Will Donald Trump be good for gaming?
That question has been raised repeatedly in recent weeks. Usually, it has been raised by the general business press, with stories premised on the fact that Trump is a former casino owner, so gaming now has one of its own in power.
Others attempting to answer the question are equity analysts. They also have been positively biased, citing what they expect to be an investor and business-friendly administration.
Thus, it might have come as a bit of a shock when Attorney General Jeff Sessions suggested he might pull the rug out from under online gaming.
Specifically, Sessions opposed the decision by the Obama administration’s Department of Justice that the 1961 Wire Act only bans sports betting over telephone lines, and that he intends to review that decision.
It might be hard to put the online genie back in the bottle. After all, there are numerous congressional delegations representing states that now offer online gambling, including state lotteries. That is a political reality the Trump administration will have to face.
But Sessions might try to do it. And, even if he doesn’t, it shows that government risk continues for the gaming industry.
One of the fallacies underlying the general business press assumptions about Trump is that he’s a gaming guy.
Trump never really was a gaming guy, even though he owned several casinos. He was, and by temperament remains, a feisty, independent real estate developer.
Still, Trump has the support of Steve Wynn and Sheldon Adelson.
One suspects that if Trump leans towards an anti-gaming policy, he’ll get a phone call from one or both and will respect their viewpoints.
Of course, that might not help online gamers, with Adelson as the nation’s highest-profile opponent of internet gaming and Wynn biased against it. That’s where congressional delegations defending their states come in.
In speculating about Trump, there is one possible concern that isn’t mentioned—Macau.
If Trump alienates the national Chinese government, the boys in Beijing might decide to send the message to the compliant government of Macau that American billionaires, especially Trump allies, shouldn’t make so much money from Chinese gamblers.
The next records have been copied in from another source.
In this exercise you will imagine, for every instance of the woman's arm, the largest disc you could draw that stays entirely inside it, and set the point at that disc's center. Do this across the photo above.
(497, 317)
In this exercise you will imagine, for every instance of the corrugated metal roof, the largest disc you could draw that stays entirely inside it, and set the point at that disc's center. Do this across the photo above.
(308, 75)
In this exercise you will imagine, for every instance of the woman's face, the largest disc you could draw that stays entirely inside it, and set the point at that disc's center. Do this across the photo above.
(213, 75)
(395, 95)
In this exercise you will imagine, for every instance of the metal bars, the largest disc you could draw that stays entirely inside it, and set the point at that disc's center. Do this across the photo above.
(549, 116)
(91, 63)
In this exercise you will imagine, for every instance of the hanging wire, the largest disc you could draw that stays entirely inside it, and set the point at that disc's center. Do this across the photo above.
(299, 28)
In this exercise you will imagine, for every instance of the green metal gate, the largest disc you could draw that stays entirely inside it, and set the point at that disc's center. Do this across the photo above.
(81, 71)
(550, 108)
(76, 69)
And with casino concessions expiring in 2020 and 2022, the heat could be on.
Of course, bulls might dismiss that possibility. But, as we correctly warned in this space before, the Communist creed is anti-gambling, and Macau casino operators always are at risk. Those warnings proved true in recent years when the national government’s corruption campaign smashed the sky’s-the-limit illusions of casino investors.
For now, we don’t know how Trump will handle gaming issues, or issues that affect gaming.
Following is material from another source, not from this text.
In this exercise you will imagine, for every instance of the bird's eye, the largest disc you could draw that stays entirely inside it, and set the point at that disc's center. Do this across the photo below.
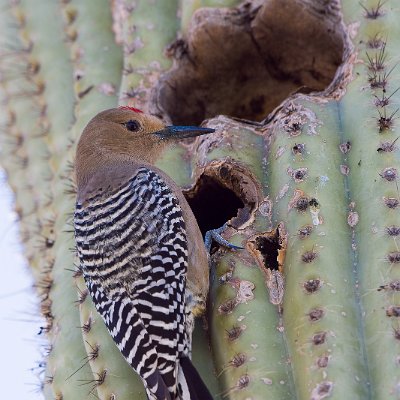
(132, 125)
We do know that the modern casino industry is influenced by the overall economy. Today, that economy is healthy. But there’s a caveat—the recovery is getting long in the tooth, and no one yet has repealed the business cycle. And that is a reality Trump will have to deal with, too.
Positive Hints For 2017
The year 2017 looks like it is starting out positive for casino and supplier companies.
On the supplier side, the Eilers-Fantini Quarterly Slot Survey shows both North American slot sales and leases gaining ground.
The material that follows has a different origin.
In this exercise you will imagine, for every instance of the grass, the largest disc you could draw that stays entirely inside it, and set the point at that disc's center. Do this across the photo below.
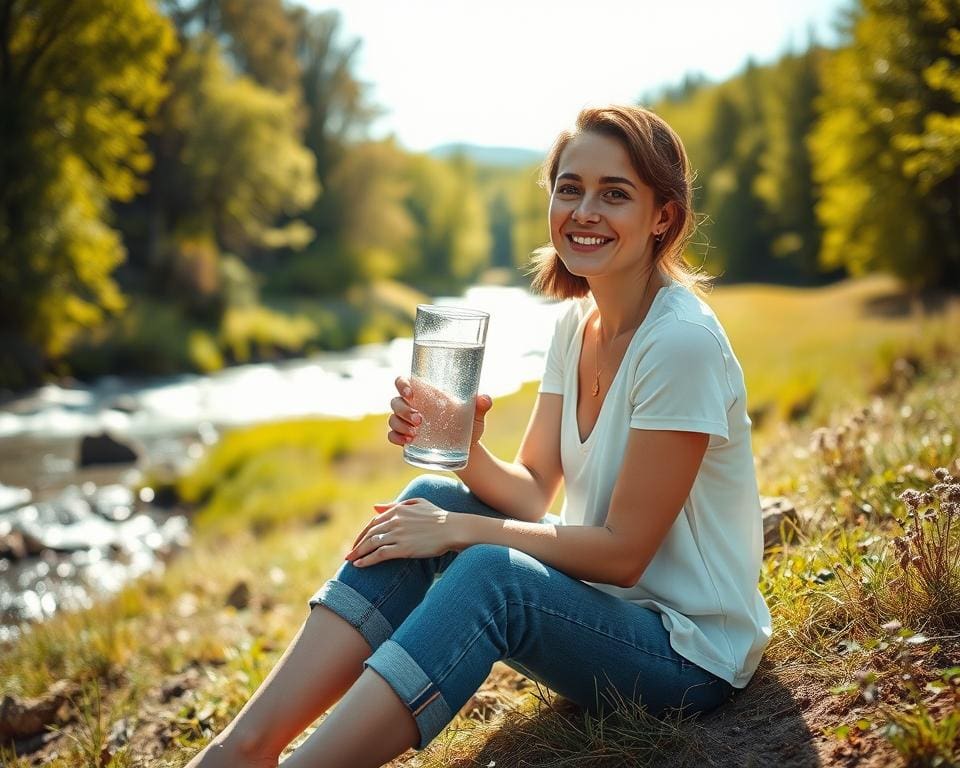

On the casino side, early reporters of December results were positive.
Wynn surprised with a strong report out of Macau as the new Wynn Palace grew the market and, given the company’s long history of slow ramping-up of new properties, suggests more good news to come.
Penn National likewise reported itself bullish about the new year, which could be a harbinger for other regional companies, such as Eldorado and Boyd.
Back to suppliers, the Eilers-Fantini survey shows that casino managers plan to replace 7.6 percent of the slot machines on their floor, in a continuation of a slight warming in the long-cold replacement cycle.
And the number of leased machines grew for the seventh straight quarter.
Both figures might be an indication that casinos are finally loosening purse strings after a long period of conservative spending coming out of the Great Recession.
Another trend worth noting is that the slot machine market continues to be more competitive, which is contrary to what many observers believed when IGT and Scientific Games completed their rounds of mergers.
In the past quarter, IGT still led, but only at 27 percent. A surging Aristocrat followed at 23 percent. Sci Games came in at 22 percent, and Konami 12 percent.
Smaller companies accounted for 16 percent of sales, including Everi, reporting a healthy 5 percent share.
Those numbers are a long way from the days when IGT had nearly 70 percent share and Bally, WMS and Aristocrat fought over the rest.
It should be noted that the Eilers-Fantini survey has a record of accuracy that is charted in the 55-page report. One reason for that accuracy is the sheer size of the participation—567 casinos globally operating more than a 506,000 machines, and casinos representing 37.5 percent of all North American slot machines.
(Note: The survey is available by contacting Robin Coventry at 302-730-2793 or at email@example.com.)
The bottom line is that conditions are improving for gaming equipment manufacturers, but competition is greater than ever.